La matrice principale del film sta nello stretto connubio tra immagine e musica (un Ravel impetuoso) che ricalca, tanto l'attenzione verso i più piccoli particolari (la limpidezza del suono e la perfettibilità di una partitura con l'impercettibile enigmaticità di occhi che si incrociano), quanto la propensione ad oscillare tra la difficoltà a rapportarsi con le cose ordinarie e l'amore totalizzante per la musica. E' un triangolo amoroso assai impuro quello inscenato da Sautet, dove uno solo, Maxime, dimostra con chiarezza e linearità i propri sentimenti, mentre gli altri due danno luogo a un rapporto enigmatico fatto di sguardi e sottotesti tutti da decifrare, di autentico trasporto emotivo ed  aspettative destinate a rimanere inevase. Stèphane lascia intendere più delle sue reali intenzioni probabilmente e Camille è disposta a concedersi più di quanto sarebbe stato lecito aspettarsi.
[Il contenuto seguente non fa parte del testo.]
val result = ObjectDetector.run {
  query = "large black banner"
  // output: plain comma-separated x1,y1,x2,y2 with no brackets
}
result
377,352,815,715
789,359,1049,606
Entrambi dimostrano una scarsa capacità a capirsi veramente, evidentemente perchè ognuno vede nell'altro quel qualcosa capace di ancorarlo di più alla realtà, la concretizzazione di un tabù da poter finalmente sconfiggere. Sicuramente Stèphane è un pò "geloso" di Maxime ("un uomo in stato di grazia" dice), del suo raggiunto equilibrio tra l'ordinarietà dei fatti degli uomini e la straordinarietà delle cose della musica, e l'approccio con la sua Camille assume quasi le fattezze di un gioco, o più precisamente, quelle di una prova per imparare a conoscere i limiti della sua innata ritrosia, per esorcizzare la paura di scoprirsi del tutto incapace di provare sentimenti che non siano quelli veicolati dal suo amore per la musica. E sembra portare frutti questa strana cura, come dimostrano il coraggio di fare definitivamente chiarezza con Camille e il gesto di fraterno amore che compie per aiutare il suo vecchio maestro. Il finale ci restituisce uno Stèphane più pacificato con se stesso, più disposto a concedersi agli altri e meno problematico. Grande film che alla maniera di Eric Rohmer problematizza con raffinata precisione letteraria gli imprescrutabili percorsi dei sentimenti umani, lasciando aperta più di qualche ipotesi sulla natura dello "strano" rapporto tra Stèphane e Camille, tante quanti sono i misteri che l'amore che scalda i cuori può porre in essere. Grandi gli attori, con Emmanuelle Bèart e Andrè Dussollier davvero superlativi. Menzione speciale per Daniel Auteuil, il corpo e l'anima di un enigma chiamato uomo.